Os perigos da indústria farmacêutica
Enviada em 26/06/2020
Com a chegada da Revolução Industrial no século XVIII, o capitalismo expandiu-se para além do âmbito das trocas comerciais, assumindo proporções até então inimagináveis. Através dessa lógica de mercado, tudo há de ser mercantilizado, inclusive a saúde. Nesse sentindo, a indústria farmacêutica é particularmente perversa: se por um lado ela promove, de início, um aumento do bem-estar social, por outro, literalmente cria necessidades medicamentosas na população e estimula a automedicação.
De acordo com o sociólogo alemão Karl Marx, em “O Capital”, o capitalismo industrial não existe para atender às necessidades da sociedade; ao contrário, ele cria novas necessidades, com o objetivo único do lucro. Aplicando essa ideia, nos últimos anos, a indústria farmacêutica assumiu a estratégia de “vender” sintomas, por meio dos seus anúncios publicitários nos mais variados veículos de comunicação. Desse modo, ao destacar queixas comuns entre a população, como dor de cabeça, má digestão e tensão muscular, e apresentar, em seu produto, a solução para elas, cria-se a necessidade de consumir remédios, muito embora as causas para tais sintomas continuem inexploradas. Consequentemente, a saúde é prejudicada, afinal, tais medicamentos são apenas paliativos e precisam ser ministrados com frequência, enquanto a raiz do problema inicial é ignorada.

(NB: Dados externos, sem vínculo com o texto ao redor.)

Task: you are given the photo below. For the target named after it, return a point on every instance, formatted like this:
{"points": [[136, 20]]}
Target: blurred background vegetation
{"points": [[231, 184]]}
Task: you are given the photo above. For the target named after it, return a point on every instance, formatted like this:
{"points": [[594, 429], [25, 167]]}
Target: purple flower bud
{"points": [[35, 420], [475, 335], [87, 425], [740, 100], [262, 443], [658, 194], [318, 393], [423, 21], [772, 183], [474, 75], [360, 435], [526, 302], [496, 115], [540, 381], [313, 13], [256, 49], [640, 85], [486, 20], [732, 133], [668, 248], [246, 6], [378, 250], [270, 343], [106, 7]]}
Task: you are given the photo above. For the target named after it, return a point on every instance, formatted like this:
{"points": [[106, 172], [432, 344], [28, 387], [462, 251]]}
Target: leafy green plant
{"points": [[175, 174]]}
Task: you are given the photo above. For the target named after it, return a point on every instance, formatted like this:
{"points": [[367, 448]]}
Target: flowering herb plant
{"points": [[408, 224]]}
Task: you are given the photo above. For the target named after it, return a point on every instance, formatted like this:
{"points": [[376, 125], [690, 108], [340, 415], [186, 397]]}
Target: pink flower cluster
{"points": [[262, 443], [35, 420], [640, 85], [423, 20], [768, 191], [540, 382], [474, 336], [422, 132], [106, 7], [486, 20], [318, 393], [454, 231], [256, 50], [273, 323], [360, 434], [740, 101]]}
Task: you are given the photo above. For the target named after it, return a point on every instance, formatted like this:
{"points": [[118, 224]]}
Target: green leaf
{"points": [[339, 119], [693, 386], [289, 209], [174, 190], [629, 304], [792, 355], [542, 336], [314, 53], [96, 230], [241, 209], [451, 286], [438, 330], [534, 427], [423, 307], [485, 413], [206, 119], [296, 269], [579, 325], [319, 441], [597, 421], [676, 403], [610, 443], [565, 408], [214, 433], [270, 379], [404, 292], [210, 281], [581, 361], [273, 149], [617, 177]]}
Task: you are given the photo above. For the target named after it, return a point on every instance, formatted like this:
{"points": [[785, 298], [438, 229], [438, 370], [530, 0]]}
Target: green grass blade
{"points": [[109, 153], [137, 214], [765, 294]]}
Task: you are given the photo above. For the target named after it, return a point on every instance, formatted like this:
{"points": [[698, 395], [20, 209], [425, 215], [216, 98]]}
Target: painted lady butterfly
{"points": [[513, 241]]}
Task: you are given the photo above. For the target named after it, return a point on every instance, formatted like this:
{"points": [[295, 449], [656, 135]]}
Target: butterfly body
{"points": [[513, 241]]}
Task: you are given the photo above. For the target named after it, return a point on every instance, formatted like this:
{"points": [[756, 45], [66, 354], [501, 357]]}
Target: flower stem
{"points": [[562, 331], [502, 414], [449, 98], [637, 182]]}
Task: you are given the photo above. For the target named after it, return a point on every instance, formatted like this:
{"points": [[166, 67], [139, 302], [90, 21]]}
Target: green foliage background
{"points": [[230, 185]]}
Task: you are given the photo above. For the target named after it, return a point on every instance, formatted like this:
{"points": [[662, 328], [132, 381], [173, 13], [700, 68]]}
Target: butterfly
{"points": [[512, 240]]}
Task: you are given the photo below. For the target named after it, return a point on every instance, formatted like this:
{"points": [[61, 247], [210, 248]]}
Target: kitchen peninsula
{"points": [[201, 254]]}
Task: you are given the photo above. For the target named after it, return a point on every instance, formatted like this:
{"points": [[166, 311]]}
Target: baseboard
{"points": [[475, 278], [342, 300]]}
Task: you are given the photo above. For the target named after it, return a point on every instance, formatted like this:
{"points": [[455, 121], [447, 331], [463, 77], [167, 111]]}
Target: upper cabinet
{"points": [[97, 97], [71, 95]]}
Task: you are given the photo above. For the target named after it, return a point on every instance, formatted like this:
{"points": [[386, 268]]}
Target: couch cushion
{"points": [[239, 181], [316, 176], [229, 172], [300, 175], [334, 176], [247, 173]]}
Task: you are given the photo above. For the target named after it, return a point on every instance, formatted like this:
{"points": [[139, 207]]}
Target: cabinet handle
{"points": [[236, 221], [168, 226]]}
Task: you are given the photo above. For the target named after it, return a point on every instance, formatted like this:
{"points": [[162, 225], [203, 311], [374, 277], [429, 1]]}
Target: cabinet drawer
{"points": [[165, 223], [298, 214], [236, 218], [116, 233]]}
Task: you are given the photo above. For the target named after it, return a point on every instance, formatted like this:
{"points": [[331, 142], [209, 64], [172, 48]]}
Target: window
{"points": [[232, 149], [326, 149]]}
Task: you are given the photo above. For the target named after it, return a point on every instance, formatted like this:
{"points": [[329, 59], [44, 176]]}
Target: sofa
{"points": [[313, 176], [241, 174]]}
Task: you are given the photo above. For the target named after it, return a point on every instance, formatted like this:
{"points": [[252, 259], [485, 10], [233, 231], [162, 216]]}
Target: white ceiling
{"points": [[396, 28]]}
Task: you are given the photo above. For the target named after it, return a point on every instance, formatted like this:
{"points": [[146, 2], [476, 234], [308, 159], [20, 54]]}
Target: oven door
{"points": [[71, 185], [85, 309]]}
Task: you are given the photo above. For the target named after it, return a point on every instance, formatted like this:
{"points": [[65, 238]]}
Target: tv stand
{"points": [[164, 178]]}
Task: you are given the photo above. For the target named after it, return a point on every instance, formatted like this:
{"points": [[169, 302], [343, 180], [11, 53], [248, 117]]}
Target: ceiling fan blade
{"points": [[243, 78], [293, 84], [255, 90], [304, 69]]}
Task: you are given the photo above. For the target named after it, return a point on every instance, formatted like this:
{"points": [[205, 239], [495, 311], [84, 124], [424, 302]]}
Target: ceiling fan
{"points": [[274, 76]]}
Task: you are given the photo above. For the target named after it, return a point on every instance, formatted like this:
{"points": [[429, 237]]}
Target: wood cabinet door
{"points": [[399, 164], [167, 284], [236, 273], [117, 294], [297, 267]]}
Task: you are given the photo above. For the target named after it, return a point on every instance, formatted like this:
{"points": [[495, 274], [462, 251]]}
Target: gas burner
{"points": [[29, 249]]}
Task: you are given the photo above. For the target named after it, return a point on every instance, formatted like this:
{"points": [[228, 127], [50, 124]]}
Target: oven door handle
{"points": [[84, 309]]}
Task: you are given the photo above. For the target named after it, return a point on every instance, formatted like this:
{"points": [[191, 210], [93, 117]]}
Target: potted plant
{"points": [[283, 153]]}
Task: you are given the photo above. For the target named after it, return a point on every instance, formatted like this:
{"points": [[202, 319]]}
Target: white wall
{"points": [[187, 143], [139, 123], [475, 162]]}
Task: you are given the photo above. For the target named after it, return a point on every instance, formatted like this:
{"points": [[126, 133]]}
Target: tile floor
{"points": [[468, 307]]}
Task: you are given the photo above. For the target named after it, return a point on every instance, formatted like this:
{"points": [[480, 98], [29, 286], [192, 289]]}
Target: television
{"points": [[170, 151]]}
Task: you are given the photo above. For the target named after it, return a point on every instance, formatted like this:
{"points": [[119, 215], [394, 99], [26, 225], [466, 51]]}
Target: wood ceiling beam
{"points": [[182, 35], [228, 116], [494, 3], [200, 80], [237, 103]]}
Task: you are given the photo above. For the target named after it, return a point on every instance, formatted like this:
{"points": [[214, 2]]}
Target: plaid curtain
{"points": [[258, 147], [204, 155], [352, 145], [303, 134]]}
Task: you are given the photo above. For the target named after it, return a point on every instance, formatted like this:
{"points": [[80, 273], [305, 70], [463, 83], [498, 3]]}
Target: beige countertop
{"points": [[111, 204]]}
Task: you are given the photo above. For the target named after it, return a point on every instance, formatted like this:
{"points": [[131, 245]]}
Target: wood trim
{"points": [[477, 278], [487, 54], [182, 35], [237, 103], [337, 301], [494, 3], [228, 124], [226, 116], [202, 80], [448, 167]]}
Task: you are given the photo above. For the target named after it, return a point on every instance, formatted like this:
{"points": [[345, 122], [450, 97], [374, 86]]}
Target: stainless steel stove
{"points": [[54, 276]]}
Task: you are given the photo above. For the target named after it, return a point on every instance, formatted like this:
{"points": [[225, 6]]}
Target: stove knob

Além disso, o próprio ato da propaganda estimula a automedicação. Isso é ainda mais escancarado nos dizeres “se persistirem os sintomas, o médico deverá ser consultado”, sinalizando que o profissional deverá ser procurado somente após a ingestão do remédio. Dito isso, uma pesquisa lançada pelo Conselho Federal de Farmácia descobriu que mais de 70% dos brasileiros se automedicam. Essa realidade se mostra preocupante, uma vez que, além de não estarem tratando a causa dos seus problemas de saúde, as pessoas correm sérios riscos de intoxicação, efeitos colaterais inesperados ou mesmo interações medicamentosas indesejadas.
Logo, cabe ao Poder Legislativo enfrentar essa situação, por meio de uma nova lei que proíba comerciais de remédios em todos os meios de comunicação, com o objetivo de dar fim a esse ciclo vicioso imposto pela indústria farmacêutica. Ademais, o Ministério da Educação deve atuar conscientizando a população a respeito dos riscos da automedicação e aconselhando a visita ao profissional de saúde competente, por intermédio de na televisão e na internet, a fim de garantir a integridade da saúde de todos, impedindo-a de virar um interesse de mercado.